Building some Data analysis Tutorials

dlakelan · May 30, 2020, 3:48am

For several years I’ve wanted to jump into Julia. I tried last summer but wound up with no time because my wife was teaching a course and I had the kids full time. Now I have got a couple projects where I’m using Julia and would like to improve my own knowledge of the various tool-sets while contributing back by producing some Tutorials for loading data, and doing graphical data exploration and analysis / model fitting etc.

In the past I would always do this sort of thing in R, but I’ve become increasingly frustrated with the baroqueness of the modern R universe. Everything in R is a list of lists of vectors of arrays with named dimensions that’s secretly an S4 object or maybe an S3 object or whatever. The Hadleyverse is full of unusual evaluation, some things that look like variables are actually unevaluated symbols, quasiquotation, quosures, UGH!!! When it comes to computing, at heart, I’m a LISP hacker and it drives me crazy. And R is slow as a dog if you want to actually code anything that isn’t a call to a C function. Julia is what I want to use!

So anyway. I’d like to build a series of data analysis Jupyter notebooks using Queryverse, VegaLite, Distributions, GLM, Stan.jl, DifferentialEquations.jl and soforth.
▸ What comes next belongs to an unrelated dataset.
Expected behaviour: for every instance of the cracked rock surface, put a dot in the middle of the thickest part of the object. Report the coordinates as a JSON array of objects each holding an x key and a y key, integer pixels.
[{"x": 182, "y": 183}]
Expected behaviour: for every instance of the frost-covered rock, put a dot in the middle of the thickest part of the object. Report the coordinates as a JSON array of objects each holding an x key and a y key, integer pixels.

Some of you may know me as a frequent commenter at https://statmodeling.stat.columbia.edu/ where I try hard to help teach people about data analysis ideas and open science and especially Bayesian thinking. So now, I’m going to try hard to teach people about data analysis practice, in Julia. Especially myself!

In some ways I’m carving out this little thread to discuss progress and get feedback. If the admins prefer it in some other section/category feel free to move it.

So, that’s my plan. At the moment I’m thinking of just opening a github repo for the notebooks. I’m not super knowledgeable about Jupyter. Does anyone have any alternative suggestions about publishing these notebooks?

EDIT: also I recently watched the talk https://documentation.divio.com/ and his point about Tutorials being the hardest and least commonly done thing rang true. So I’m hoping to rectify that here. But there may also be some HowTo and Commentary documents as well. I’ll try to keep them separated!

robsmith11 · May 30, 2020, 4:14am

I’ve read some great posts on Bayesian methods on that Columbia site. Posting updates here would be a great way to engage the Julia community I think.

Regarding Juptyer notebooks, I don’t use them for my work, but I find Github’s notebook viewer to be a convenient way to view the notebooks others have shared. Perhaps pull requests could be a way to get feedback as well.

tlienart · May 30, 2020, 5:07am

Hello! It could be cool to coordinate, I help maintain what is now DataScienceTutorials.jl (. https://alan-turing-institute.github.io/DataScienceTutorials.jl/ ) It’s mostly got tutorials using MLJ at the moment (that’s what it started with) but we’re hoping to also include tutorials from other packages and frameworks in Julia & reorganise the content to be more inclusive & accessible.

So if you intend to do this anyway, I’d be happy to add your tutorials on the website (with creds to you of course).

nilshg · May 30, 2020, 7:30am

I would also encourage you to look at Turing.jl, Gen.jl and Soss.jl as alternatives to just calling Stan from Julia!

dlakelan · May 30, 2020, 12:41pm

Thanks for suggested packages. Turing was on my radar but Gen and Soss weren’t.

@tlienart will take a look at your tutorials. Certainly would be happy to have you link to my materials.

cpfiffer · May 30, 2020, 4:24pm

+1 for Turing.jl. If you’re interested, there’s some good tutorials here: Tutorials

dlakelan · May 30, 2020, 5:33pm

Awesome. I will check those out as well.

The intent here is to use the julia ecosystem, but to teach analysis of data. It won’t be about “here’s how you use x package” but rather “Let’s answer some questions about several datasets using whatever in Julia seems to aid that goal”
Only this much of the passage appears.